Antonio Barbosa de Melo, o Roxo, nasceu no igarapé Manteiga, afluente do alto rio Tejo. Lá viveu toda a sua infância e juventude, morando com os pais, dona Esmeralda e o seu Ginú, irmãos e irmãs. Era seringueiro. No final dos anos 80, por intermédio de seu irmão, o Chico (do) Ginú, conheceu o antropólogo Mauro Almeida. Naquela época, Chico era bolsista de pesquisa num projeto do professor da Unicamp. Não escapou a Roxo alguns procedimentos de pesquisa, tal como anotações incansáveis no caderno de campo.
Anos depois, em 1993, quando Mauro e uma grande equipe iniciavam um extenso projeto de pesquisa na área, já decretada como a Reserva Extrativista do Alto Juruá, Roxo procurou Mauro: queria “fazer pesquisa”. Não sabia bem o que era, mas queria mesmo assim. Mauro lhe passou um caderno e Chico assumiu a “orientação” do irmão, em especial na checagem de seus escritos. Segundo o próprio Roxo, seus garranchos só eram decifráveis por Chico...
Roxo, que não é homem de desistir fácil daquilo que almeja, além de ser dotado de uma paciência que só posso atribuir ao seu bom coração, seguiu em frente com suas pesquisas. Aos poucos, por sua própria iniciativa e trabalho, foi se destacando entre a equipe de monitores que então começava a se estruturar na Reserva. Lembro nesta época que Roxo estava sempre por perto, ouvindo, conversando e nos acompanhando. Em 1993, quando uma equipe de antropólogas passou seis meses em campo, Roxo acompanhou uma delas, a Andréia Martini, em seu debut entre os seringueiros do igarapé São João. Nas nossas reuniões ele estava sempre presente. Enfim, Roxo iniciava-se como pesquisador.

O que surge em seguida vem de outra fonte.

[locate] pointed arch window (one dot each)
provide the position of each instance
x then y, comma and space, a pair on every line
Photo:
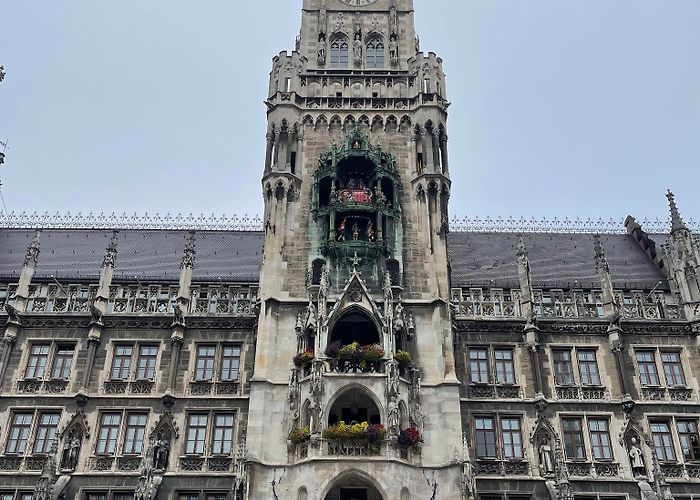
375, 53
339, 52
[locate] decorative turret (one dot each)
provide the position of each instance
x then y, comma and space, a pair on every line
683, 261
355, 203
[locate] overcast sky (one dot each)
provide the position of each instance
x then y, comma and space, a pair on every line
577, 108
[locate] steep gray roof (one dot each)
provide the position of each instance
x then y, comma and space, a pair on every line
477, 259
556, 260
233, 256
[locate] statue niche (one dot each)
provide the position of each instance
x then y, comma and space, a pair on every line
71, 450
355, 200
161, 450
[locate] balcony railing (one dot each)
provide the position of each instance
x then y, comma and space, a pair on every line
485, 467
129, 386
484, 391
36, 386
672, 394
206, 464
568, 304
220, 300
214, 387
582, 392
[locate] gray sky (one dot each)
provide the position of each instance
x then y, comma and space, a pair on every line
576, 108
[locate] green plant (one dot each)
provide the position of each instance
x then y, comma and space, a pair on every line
403, 358
300, 435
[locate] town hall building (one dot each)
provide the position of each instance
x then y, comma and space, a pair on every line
352, 344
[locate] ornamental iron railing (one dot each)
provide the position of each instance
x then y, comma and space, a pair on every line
213, 222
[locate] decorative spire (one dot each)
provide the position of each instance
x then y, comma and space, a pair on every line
600, 261
676, 220
188, 257
564, 490
32, 255
110, 257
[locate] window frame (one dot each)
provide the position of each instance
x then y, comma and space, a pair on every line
576, 364
33, 430
339, 52
219, 361
122, 430
678, 373
209, 438
375, 53
665, 445
491, 364
133, 360
663, 379
498, 432
53, 348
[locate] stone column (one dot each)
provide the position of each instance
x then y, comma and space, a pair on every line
181, 307
531, 331
270, 138
612, 312
436, 151
14, 324
443, 151
99, 307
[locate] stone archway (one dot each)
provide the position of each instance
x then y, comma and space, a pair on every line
353, 487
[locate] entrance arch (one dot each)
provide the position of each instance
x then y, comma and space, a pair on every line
354, 404
353, 485
355, 326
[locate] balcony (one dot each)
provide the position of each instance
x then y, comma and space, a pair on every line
129, 387
218, 387
567, 304
585, 392
206, 464
487, 467
492, 391
669, 394
39, 386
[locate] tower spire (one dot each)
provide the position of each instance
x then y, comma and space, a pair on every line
676, 220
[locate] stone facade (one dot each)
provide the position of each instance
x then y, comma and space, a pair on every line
341, 352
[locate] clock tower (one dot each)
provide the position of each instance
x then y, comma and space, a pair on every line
354, 394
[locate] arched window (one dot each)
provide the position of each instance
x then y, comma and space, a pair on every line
375, 53
339, 52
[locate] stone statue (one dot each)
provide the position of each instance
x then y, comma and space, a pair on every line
341, 230
636, 459
399, 323
315, 417
370, 231
71, 452
393, 416
357, 49
321, 49
393, 50
355, 232
392, 378
161, 453
546, 457
311, 320
317, 380
178, 317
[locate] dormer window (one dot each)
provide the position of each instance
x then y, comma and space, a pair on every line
339, 52
375, 53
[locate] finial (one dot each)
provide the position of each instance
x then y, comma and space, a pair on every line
521, 246
188, 257
676, 220
355, 260
32, 255
111, 252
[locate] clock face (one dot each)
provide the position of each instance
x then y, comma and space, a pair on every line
358, 3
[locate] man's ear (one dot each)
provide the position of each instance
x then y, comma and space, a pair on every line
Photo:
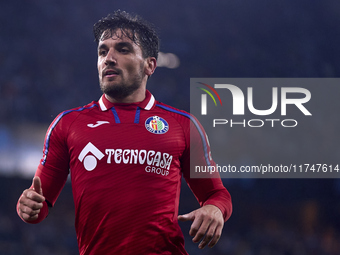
150, 66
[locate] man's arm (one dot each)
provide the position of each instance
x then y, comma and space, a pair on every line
213, 197
50, 177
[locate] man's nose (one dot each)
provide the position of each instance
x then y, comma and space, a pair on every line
110, 58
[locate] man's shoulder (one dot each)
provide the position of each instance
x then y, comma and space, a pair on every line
73, 113
173, 110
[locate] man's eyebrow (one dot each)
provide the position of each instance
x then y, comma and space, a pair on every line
127, 44
102, 46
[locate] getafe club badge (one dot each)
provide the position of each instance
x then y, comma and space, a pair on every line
156, 125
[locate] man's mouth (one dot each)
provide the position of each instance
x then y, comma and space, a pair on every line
110, 73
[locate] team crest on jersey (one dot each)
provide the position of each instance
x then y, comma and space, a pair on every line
156, 125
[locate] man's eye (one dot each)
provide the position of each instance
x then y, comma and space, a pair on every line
124, 50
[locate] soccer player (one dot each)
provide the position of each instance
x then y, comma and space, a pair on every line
126, 154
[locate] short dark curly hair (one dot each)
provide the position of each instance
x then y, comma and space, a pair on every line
134, 27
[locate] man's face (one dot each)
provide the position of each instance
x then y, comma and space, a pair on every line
121, 66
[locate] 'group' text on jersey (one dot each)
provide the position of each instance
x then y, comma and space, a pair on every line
126, 162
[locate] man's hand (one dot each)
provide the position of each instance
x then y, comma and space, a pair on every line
207, 222
31, 201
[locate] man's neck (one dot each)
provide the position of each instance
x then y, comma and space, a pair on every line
135, 97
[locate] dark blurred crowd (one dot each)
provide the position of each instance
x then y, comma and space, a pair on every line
48, 54
294, 221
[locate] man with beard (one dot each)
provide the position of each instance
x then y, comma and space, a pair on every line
126, 154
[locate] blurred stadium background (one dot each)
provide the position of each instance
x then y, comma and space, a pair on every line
48, 64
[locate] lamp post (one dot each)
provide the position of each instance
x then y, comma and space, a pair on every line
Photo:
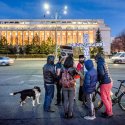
56, 15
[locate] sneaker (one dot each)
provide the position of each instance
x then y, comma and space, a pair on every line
103, 113
107, 116
66, 116
89, 117
58, 104
50, 110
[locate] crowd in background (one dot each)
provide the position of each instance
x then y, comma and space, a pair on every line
65, 75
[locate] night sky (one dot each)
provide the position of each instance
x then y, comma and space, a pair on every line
112, 11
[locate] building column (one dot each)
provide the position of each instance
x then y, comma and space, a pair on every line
66, 35
77, 35
44, 34
72, 36
39, 38
6, 36
17, 38
11, 37
61, 37
22, 39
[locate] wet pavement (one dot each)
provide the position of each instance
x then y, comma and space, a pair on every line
27, 74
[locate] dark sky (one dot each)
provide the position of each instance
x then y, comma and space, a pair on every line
112, 11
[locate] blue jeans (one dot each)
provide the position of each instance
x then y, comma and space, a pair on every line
49, 94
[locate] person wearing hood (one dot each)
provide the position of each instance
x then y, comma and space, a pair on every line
105, 85
89, 87
49, 75
80, 69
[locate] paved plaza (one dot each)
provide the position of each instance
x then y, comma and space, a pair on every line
26, 74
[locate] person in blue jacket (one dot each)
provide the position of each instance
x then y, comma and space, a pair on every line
89, 87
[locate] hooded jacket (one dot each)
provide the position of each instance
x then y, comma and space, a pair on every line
90, 78
102, 70
49, 72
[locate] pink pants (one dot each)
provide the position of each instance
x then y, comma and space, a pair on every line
105, 90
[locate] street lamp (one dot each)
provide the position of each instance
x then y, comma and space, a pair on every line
56, 16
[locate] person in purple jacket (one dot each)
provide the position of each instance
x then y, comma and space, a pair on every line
89, 87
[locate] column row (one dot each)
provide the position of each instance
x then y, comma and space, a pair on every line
63, 37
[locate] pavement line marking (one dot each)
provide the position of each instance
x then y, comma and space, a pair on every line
14, 77
21, 82
37, 75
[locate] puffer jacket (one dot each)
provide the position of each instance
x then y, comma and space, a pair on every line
49, 72
102, 70
90, 80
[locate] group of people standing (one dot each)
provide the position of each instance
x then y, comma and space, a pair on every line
65, 75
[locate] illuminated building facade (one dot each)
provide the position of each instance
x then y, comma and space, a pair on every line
22, 32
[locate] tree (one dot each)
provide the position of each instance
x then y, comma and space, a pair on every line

Anos passaram, o Projeto de Pesquisa passou por altos e baixos, mas Roxo (assim como outros também) manteve-se firme. E mais firmeza ainda lhe foi exigida quando seu filho adoeceu de leucemia. Foram quatro anos de batalha, viagens e muito sofrimento. Roxo, que então já morava noutra localidade, na foz do Tejo, viu-se obrigado a mudar para a cidade de Cruzeiro do Sul para melhor assistir seu filho, que viajava periodicamente com a mãe para Goiânia. Era preciso trabalhar, arrumar recursos monetários para tantas viagens e gastos. Amigos pesquisadores apoiaram, mas Roxo também não ficou parado. Hoje o menino está curado, e o pai aliviado e agradecido.
Esta foto tirei hoje, em Cruzeiro do Sul, de onde cheguei há pouco. Roxo já há algum tempo tem um carrinho de lanche, e um ponto certo de venda: em frente ao Banco do Brasil. Ele mesmo produz os salgados e os sucos que vende, estima tirar por dia uma média de R$ 10 de lucro, descontadas já as despesas e a alimentação diária da família. Mas há dias que a venda é ruim, e a coisa toda fica mais difícil. Acho que Roxo ainda pensa em voltar para o seringal. Ele diz que continua fazendo suas pesquisas na cidade, observando o modo de viver e de ser das pessoas. É um entusiasta do Projeto de Pesquisa, e um sábio e sensato conselheiro. Ajudou-me muito quando coordenei atividades deste Projeto entre 2006 e 2007.
E Roxo também é, como não poderia deixar de ser, um pensador, um intelectual, mesmo um filósofo. Sua reflexão é delicada, fina. Aqui vai uma, intitulada “Pesquisador”.
Em 1993, na colocação Pão, passando a conhecer a Reserva Extrativista com Chico Ginú e Mauro, comecei a andar junto com os companheiros do Projeto de Pesquisa. Neste tempo aprendi muito mais, que não só tem o rio Juruá e o rio Jordão, tem muita coisa. Quando nós chegávamos nas casas das pessoas, e pessoal ficava espiando, pensando e tinha muita gente que perguntava: “Roxo, pra quê você está fazendo este trabalho?”. Eu respondia que não sabia. Muitas pessoas ficavam com medo porque não sabiam o que aquela pessoa estranha estava fazendo em sua casa.
Um comentário:
Mariana, concordo contigo. Conheço o Roxo e faço uns lanchinhos vez por outra, contribuindo para esse lucro de dez contos de reis que ele alega ter. Parabens pelo post, pelo reconhecimento claro de que os humildes têm muito em que contribuir também.